Fanseeth: Vaettir-Tales and Vaettir-Sworn

The Fanseeth believe there are vaettir in everything, that all things have a spirit which must be considered and honored (or, more often, placated). Offer to the skipvaettir, the spirit of your ship, to increase the likelihood of safe travel. Offer to the hylvaettir, the spirits of the mine, in hopes of safe mining. Offer to your knife to turn its hunger from your flesh to the flesh of your foe.

And offer to the wild things, the dark things, the hungry things, in desperate appeal that they won’t hunt you.

Because there is a spirit in everything, and there are spirits that are not kindly inclined towards humans. The Fanseeth lead harsh lives on harsh environments, and they make meaning of mine collapses and shipwrecks through tales of the dark vaettir who were surely responsible.

The Fanseeth have several kinds of spiritual advisors and intercessors to deal with the vaettir. Sometimes these are full-time jobs and the practitioner’s only professions; in other clades, these are part-time roles only, and the practitioner also is a pilot, miner, or does other jobs on the side.
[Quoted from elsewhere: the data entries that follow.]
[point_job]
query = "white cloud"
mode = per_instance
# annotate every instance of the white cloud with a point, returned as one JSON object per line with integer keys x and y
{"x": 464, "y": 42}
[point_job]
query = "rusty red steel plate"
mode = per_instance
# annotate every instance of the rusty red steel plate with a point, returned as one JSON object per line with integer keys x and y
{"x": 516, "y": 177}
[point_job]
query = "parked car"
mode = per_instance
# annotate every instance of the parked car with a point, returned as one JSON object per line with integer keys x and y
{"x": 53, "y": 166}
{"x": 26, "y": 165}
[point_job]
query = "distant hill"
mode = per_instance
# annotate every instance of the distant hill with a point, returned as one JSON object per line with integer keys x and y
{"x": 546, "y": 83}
  • Speakers are the spiritual leaders of the community, translating the needs and wants of the local vaettir to the community, and speaking for the community to the local vaettir. 
  • Vaettirthegn are spirit-servants, spirit-sworn. They are the hands and feet of the vaettir. They provide quieter service to the community, often teaching, raising children whose parents are dead or unknown or away at the mines, doing small rituals to placate the vaettir. 
  • Vaettirthralls are… strange. They are devoted entirely to the vaettir to a degree of intimacy unmatched by the other roles, and are often under a series of taboos and behavioral restrictions. In some ways, they are like nuns or monks in other traditions, but more solitary. Vaettir-touched, vaettir-sworn, perhaps vaettir-possessed. They are often avoided by many members of society, though they are believed to have power from the vaettir and sometimes approached warily for good-luck charms, help with a curse, or spiritual healing. 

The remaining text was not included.